La strada intrapresa lo ha condotto su molte strade e per molti incroci. Ad ognuno di questi non si è arreso alla necessità di una scelta. Anzi, si è spesso fermato lì ad attendere che le cose facessero il loro corso, si è seduto sul ciglio della carreggiata, come avrebbe fatto Robert Johnson con la sua chitarra sul delta del Mississippi, ed ha giocato la sua mano. Non sempre gli è andata bene, ché alle carte, si sa, non si vince solo con l’azzardo. Allora ha dovuto scavare, cercando di stendere la mappa di tutto quell’ampio perimetro oscuro. Con le sue storie, i testi e, soprattutto, le poesie ha restituito ciò che vedeva e sentiva, nella sua cruda gelidità. Nick ha scritto di sbagli che rimanevano tali, di peccati che non trovavano pace, di morbose ossessioni e di autodistruzione, di pentimenti che nemmeno sfioravano i suoi protagonisti, sempre troppo impegnati a sopravvivere per fare i conti con il dramma incombente. In tutto questo percorso letterario e sonoro, Cave è sempre rimasto distante dalla facile tentazione di ricorrere a grammatiche logiche o morali, mantenendo saldamente la direzione originaria. Quel nevrotico climax gli ha permesso di mescolare solennità a tensione elettrica, misteriosa inquietudine ad aperture melodiche. Nick ha messo tutto il suo talento al servizio di un fiume lento e costante di intensità e passioni. Ne sono nate ballads memorabili e cavalcate incalzanti e, nel corso del tempo, i toni del predicatore allucinato hanno lasciato spazio ad una scrittura brillante e dolente, terribile e intensa, arcana e romantica.

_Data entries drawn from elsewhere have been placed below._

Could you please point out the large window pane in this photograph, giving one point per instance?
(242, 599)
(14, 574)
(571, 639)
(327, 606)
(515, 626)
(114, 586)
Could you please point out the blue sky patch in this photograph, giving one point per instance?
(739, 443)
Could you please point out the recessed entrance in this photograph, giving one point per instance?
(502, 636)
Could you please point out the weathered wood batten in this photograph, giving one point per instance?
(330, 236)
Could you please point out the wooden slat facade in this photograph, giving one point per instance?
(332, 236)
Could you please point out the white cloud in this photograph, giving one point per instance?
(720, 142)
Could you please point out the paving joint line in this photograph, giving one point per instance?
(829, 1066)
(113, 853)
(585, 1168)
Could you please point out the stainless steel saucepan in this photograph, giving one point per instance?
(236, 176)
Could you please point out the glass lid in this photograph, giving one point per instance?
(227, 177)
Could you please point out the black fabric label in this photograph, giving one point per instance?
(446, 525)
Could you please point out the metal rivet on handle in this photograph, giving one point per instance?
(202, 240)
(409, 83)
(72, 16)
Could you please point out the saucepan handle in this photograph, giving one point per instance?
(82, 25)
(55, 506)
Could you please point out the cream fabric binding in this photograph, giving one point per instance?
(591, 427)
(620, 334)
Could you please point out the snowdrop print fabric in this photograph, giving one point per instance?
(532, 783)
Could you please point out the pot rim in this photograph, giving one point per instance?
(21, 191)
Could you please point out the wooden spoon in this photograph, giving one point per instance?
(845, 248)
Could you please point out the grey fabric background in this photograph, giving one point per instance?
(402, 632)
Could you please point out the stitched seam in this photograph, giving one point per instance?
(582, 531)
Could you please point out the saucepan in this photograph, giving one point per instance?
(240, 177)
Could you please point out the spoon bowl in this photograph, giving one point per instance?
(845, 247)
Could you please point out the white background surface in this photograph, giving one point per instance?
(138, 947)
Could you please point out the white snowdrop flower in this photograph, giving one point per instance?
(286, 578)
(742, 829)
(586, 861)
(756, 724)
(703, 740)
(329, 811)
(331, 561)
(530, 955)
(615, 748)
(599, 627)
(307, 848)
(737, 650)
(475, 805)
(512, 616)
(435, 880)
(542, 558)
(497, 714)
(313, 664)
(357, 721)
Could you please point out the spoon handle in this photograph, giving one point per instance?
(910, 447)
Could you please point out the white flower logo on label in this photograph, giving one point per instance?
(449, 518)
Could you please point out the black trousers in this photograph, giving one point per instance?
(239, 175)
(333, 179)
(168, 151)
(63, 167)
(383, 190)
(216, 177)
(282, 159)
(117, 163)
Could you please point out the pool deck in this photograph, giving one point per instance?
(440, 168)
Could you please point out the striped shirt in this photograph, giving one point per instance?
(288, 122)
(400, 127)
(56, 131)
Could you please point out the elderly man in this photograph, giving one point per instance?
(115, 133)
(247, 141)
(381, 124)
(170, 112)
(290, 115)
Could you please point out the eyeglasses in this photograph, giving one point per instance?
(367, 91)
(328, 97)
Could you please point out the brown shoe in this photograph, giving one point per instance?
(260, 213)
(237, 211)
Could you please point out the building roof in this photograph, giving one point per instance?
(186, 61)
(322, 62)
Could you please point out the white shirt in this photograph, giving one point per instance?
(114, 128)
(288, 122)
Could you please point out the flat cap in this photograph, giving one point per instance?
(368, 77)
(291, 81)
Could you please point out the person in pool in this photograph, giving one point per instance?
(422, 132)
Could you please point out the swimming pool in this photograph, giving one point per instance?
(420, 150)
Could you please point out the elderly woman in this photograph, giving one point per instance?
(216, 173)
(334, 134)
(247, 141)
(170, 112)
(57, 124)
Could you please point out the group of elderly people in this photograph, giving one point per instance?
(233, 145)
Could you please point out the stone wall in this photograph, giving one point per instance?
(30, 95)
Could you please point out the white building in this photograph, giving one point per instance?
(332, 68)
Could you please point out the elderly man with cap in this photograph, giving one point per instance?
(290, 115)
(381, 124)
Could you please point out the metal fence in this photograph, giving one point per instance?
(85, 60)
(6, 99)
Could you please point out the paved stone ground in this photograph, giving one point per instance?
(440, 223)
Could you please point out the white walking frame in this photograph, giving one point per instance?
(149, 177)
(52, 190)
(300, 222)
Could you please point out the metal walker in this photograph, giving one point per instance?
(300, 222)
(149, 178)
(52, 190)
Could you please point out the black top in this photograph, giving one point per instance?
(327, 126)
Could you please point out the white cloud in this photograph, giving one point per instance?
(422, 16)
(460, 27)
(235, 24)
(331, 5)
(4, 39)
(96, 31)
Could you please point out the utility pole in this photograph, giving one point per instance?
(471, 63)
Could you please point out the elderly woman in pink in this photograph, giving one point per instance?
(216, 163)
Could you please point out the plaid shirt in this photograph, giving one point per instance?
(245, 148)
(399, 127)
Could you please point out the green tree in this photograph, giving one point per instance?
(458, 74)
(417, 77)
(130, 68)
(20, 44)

Una dura epifania di amori, peccati, tensioni e albe di redenzione.

Cave si è quindi accomodato nel salotto buono della musica d’autore, mescolando toni gotici e apocalittici con la pulsazione profonda del blues delle periferie suburbane, gli spleen esistenziali di passioni ferite con il portato della grande tradizione popolare della “nera”, in un complessivo orizzonte fatto di sangue e ammazzamenti sempre consumato al cospetto di una dura epifania di amori dolenti, peccati biblici, tensioni mistiche e albe inquiete di redenzione che sembrano uscite dalle migliori pagine di William Faulkner e Cormac McCarthy. La sua carriera ha tagliato il traguardo di quindici straordinari lavori, cinque emozionanti colonne sonore, composte a sei mani con i fidi Warren Ellis e Conway Savage, un’avventura elettrica sotto il marchio Grinderman, quattro libri e altrettante sceneggiature. Nick è diventato un protagonista colto ed elegante di questi ultimi anni, un ispirato dark-crooner dell’animo umano, dei suoi sentimenti più profondi, dei fallimenti come pure degli umori e delle pulsioni più oscure ed oblique. Gli anni gli hanno portato intensità e saggezza, ma lo hanno anche esposto a prove crudeli come il recentissimo dramma della perdita del figlio quindicenne. Nonostante l’enorme baratro di dolore che gli si è testé presentato, sono certo che Nick saprà governare, anche questa volta, tutti i suoi demoni saldamente, senza smarrire il senso del suo straordinario percorso artistico e umano.